- Nickname: Varagoor
- Varagur Location of Varagur in Tamil Nadu
- Coordinates: 11°09′N 78°21′E﻿ / ﻿11.150°N 78.350°E
- Country: India
- State: Tamil Nadu
- Region: Kongu Nadu
- District: Namakkal
- Revenue block: Erumaipatti block
- Taluk: Senthamangalam
- Established: 1847

Government
- • Type: Gram Panchayat
- • Body: Varagur gram panchayat
- • Panchayat Head: Santhi Jeyagobi

Area
- • Total: 11.4019 km^{2} (4.4023 sq mi)
- Elevation: 218 m (715 ft)

Population (2011)
- • Total: 8,145
- • Density: 714.4/km^{2} (1,850/sq mi)
- Demonym: Varagooraans
- Time zone: UTC+5:30 (IST)
- PIN: 637021 (Varagur S.O)
- Telephone code: 91 - 04286
- Vehicle registration: TN-88(Namakkal South)
- Official language: Tamil
- Website: www.varagur.nkl.tn.nic.in

= Varagur =

Neighbourhood in Namakkal district, Tamil Nadu, India

Varagur is a village in Senthamangalam Taluk, Namakkal district of Tamil Nadu state. Erumaipatti is 7 kilometers and Thathaiyangarpet is 9 kilometers away from the village. The Varagur village is located in the state Tamil Nadu having state code 33 and having the village code 634663. The Namakkal is the district of this village with district code 609. The total geographical area in which this village is expanded in 1140 ha. The village is known for the Varagur Venkatesa Perumal Koil, one of the 108 Abhimana Kshethra temples.

==Demographics==
According to 2011 census the village has 719 households with the total population 2833, out of which 1402 are male 1431 are female. The total number of children in the age group of 0-6 was 303.

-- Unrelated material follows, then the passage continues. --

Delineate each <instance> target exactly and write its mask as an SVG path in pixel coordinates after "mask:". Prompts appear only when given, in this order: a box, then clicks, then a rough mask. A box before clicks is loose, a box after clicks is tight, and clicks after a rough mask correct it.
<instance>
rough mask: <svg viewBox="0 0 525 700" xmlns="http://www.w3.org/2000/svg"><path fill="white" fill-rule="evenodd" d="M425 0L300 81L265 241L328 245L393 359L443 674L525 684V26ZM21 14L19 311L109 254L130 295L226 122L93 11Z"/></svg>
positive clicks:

The Varagur village is situated in the Namakkal district with district code number 609. Namakkal is the subdistrict (tehsil / mandal), is a low-level administrative division of a district, of this village, having the sub district code is 05747. Erumaipatti is the Community Development Block (C.D. Block) of this village with C.D. Block code number 0109. The gram panchayat for this village is Varagur, Devarayapuram and its gram panchayat code is 0053, 0034. Namakkal is the Sub-district headquarter of this village and it is situated 14 kilometres away from this village. The district headquarters' name is Namakkal and as per distance concern it is 25 kilometres from the Varagur village.

==Sub villages==
- Varagur
- Sellipalayam
- Kasthuripatti
- Manikkavelur
- Kanjampatti
- Varagur Colony

==Political landscape==
As a gram panchayat this village is having 3 wards, and it will be under Senthamangalam (state assembly constituency) of Namakkal (Lok Sabha constituency) in Tamil Nadu Legislative Assembly.

==Literacy==
Literacy rate of the village is 75%. Male literacy rate is 80% and female literacy rate is 70%. 2134 people out of 2833(the total population of Varagur) are literate.

==Major places==
Varagur has a Telephone exchange, TNPDCL's Office, India Post-637021 Post office, Primary Health Center, Deputy Health Center, Veterinary Hospital, Milk Saturation center, 1 Government Higher Secondary School, 1 Government Elementary School, 2 private educational institutions, 2 Stone crushers, 3 Anganwadi, 2 Public library, Government Boys Hostel, Marriage Hall, Church, Mosque, Temples, and private clinics.

The total number of households in Varagur village are 2371. It rely on the total population of 8911 people. As far as male population concern the number of population is 4441 of the village Varagur and the total female population number is 4470. The reference taken to publish these data is of year 2009. The source of data is Census of India.

==Sex ratio==
The sex ratio is the ratio of Varagur males to females in the population of 8911 (normalized to 100). In most sexually reproducing species, the ratio tends to be 1:1 as it is explained by Fisher's principle. The sex ratio of Varagur village is 99.351230425056.

- Total Households = 2371
- Total Population = 8911
- Male Population = 4441
- Female Population = 4470
- Sex Ratio = 99.35%

==Other information==
- The area of the village is 5.97 square kilometers.
- There are about 819 houses in Varagur.
- As per 2009 stats, Varagur was a gram panchayat.
- Erumaipatti is 5 kilometers and Thathaiyangarpet is 9 kilometers away from the village.
- Varagur is the native place of cinema director M. Saravanan. He is the director of the film Engaeyum Eppothum.